Le festival ne se limite pas à l’observation du corps, mais interroge son rapport au temps et à l’extase. Olivier de Sagazan, avec Il nous est arrivé quelque chose, croise art et sciences, corps et cosmos, électrocardiogrammes et transe. Le performeur devient un corps-texte où la folie et l’extase s’entrelacent, offrant au spectateur la vision d’un univers où le vivant ne se mesure pas, ne se comprend pas, mais se ressent. De Sagazan retrouve ici son élan biologiste pour révéler ce que nous pressentons tous : le corps est un mystère et la scène, un laboratoire de l’inexplicable.

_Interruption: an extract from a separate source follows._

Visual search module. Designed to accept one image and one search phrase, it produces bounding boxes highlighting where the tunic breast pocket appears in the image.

Puis vient le diable, ou plutôt ce qu’il est devenu à l’ère de l’intelligence artificielle. Christine Armanger et de dIAboli font danser trois créatures mi-humaines, mi-satyres, autour d’un chien robot propulsé par ChatGPT. Ici, le mal n’est plus symbolique : il est contemporain, numérique, interactif, et infiniment séduisant. Entre XVe siècle et Black Mirror, le sabbat prend des airs de laboratoire philosophique où le spectateur devient témoin d’un rituel hallucinatoire et inquiétant.

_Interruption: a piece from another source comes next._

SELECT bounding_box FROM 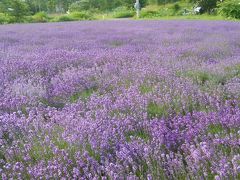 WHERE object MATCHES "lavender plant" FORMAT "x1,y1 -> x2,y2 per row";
0,21 -> 240,180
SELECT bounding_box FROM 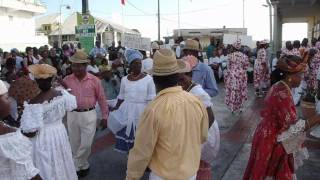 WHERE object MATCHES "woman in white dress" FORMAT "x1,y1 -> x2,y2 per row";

Le festival se tourne également vers l’élémentaire et l’immersion poétique. Julia Passot, Julie Nioche et Joanne Clavel proposent Ce que laisse la mer, un parcours sensoriel où algues, coquillages, bois flottés et déchets plastiques deviennent les médiums d’une réflexion sur notre rapport à l’océan et, par extension, à la planète. On plonge, littéralement et métaphoriquement, dans un monde à la fois fragile et résilient.

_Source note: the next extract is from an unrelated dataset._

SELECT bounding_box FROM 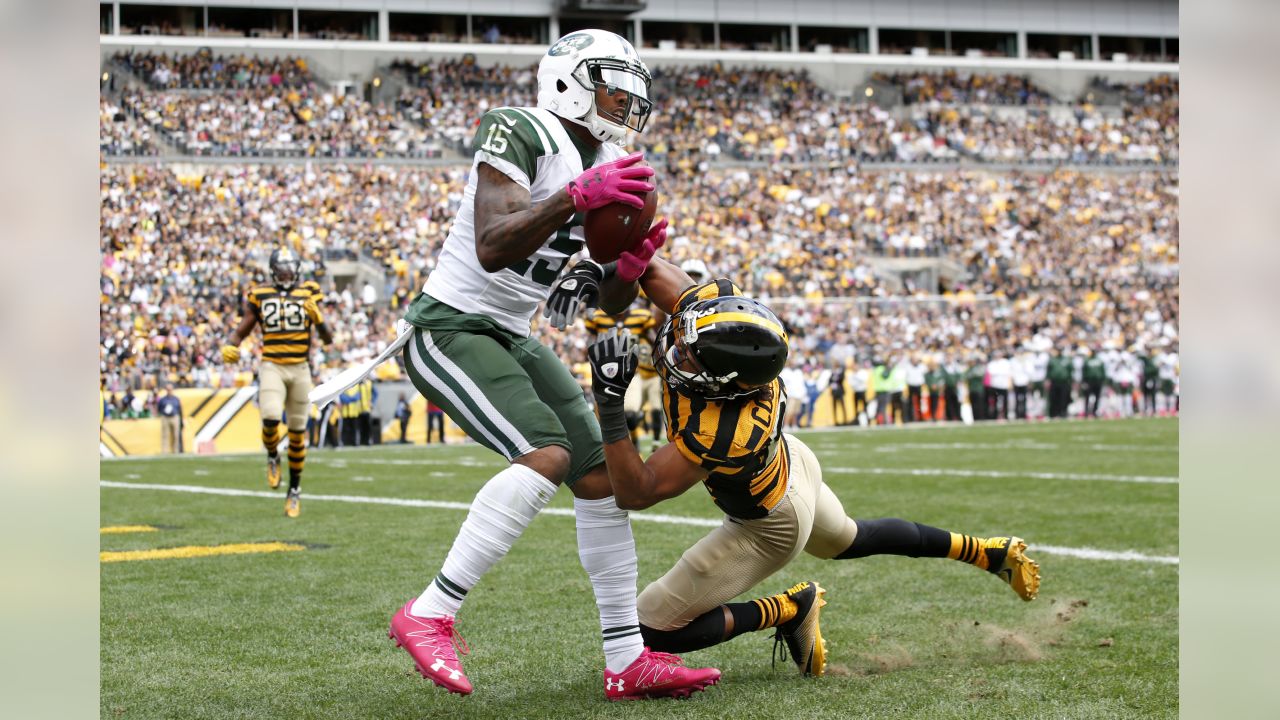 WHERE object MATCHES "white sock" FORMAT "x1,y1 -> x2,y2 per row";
410,465 -> 556,618
573,497 -> 644,673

Dans un registre plus cérébral, Lionel Hoche, Daniel Larrieu et Carlotta Sagna avec ouvrÂges nous confrontent à l’éternelle boucle du présent, un monde obsédé par l’immédiateté et sa propre image. Mille-feuille de souvenirs et d’anticipations, la pièce mêle mémoire et instantanéité, une ode subtile à la complexité de l’existence.
Le festival fait dialoguer la danse et la musique sous toutes leurs formes. Yuval Pick, avec Into the Silence, s’ancre dans la rigueur et la profondeur de Bach pour explorer la plénitude du corps dansant. Erika Zueneli compose, avec Le Margherite, une suspension de l’éphémère, un espace « sur le fil » où la finitude devient résistance, un refus poétique de la clôture. Carole Quettier, dans EXALTE / Maria & Magda, interroge mystiques et extases, dans un ballet où la temporalité s’efface au profit d’un présent exacerbé, à la limite du frôlement du divin.
La scène contemporaine n’est jamais loin du politique. Mohamed Toukabri, avec son solo à la longueur de titre déraisonnable, scrute la danse, la déconstruit et la décolonise. Son mouvement est à la fois excavation, rébellion et invitation à la réinvention collective. Le spectateur devient témoin d’un dialogue entre les traditions et l’inédit, entre l’urgence et l’imprévu.
Enfin, les clôtures de cette fresque hivernale sont confiées à Yvann Alexandre et Myriam Gourfink. N.éon joue avec l’intime et le collectif, le féminin et le masculin, l’ombre et la lumière. Les interprètes sont chevaliers, espions, illusions, mondes possibles. Dans Almasty, la lenteur au sol devient instrument de contemplation et d’expérimentation, et le temps suspendu nous rappelle qu’il n’y a de vrai que l’attention portée à l’instant.
Faits d’hiver 2026 n’est pas un festival pour les âmes tièdes. Il est un laboratoire de sensation, un champ de bataille poétique, un miroir de nos désirs, de nos peurs et de nos contradictions. Il vous arrache au confort, vous met face à la beauté fragile de l’éphémère et vous rappelle, avec une ironie parfois cruelle mais jamais injuste, que le monde réel ne pardonne ni l’inaction ni la médiocrité. Comme l’aurait dit Vidal : « Il n’y a que l’intelligence et l’audace pour sauver l’homme du ridicule. » Le festival, lui, ne fait pas que sauver : il transforme, dérange, exalte, et parfois, il bouleverse.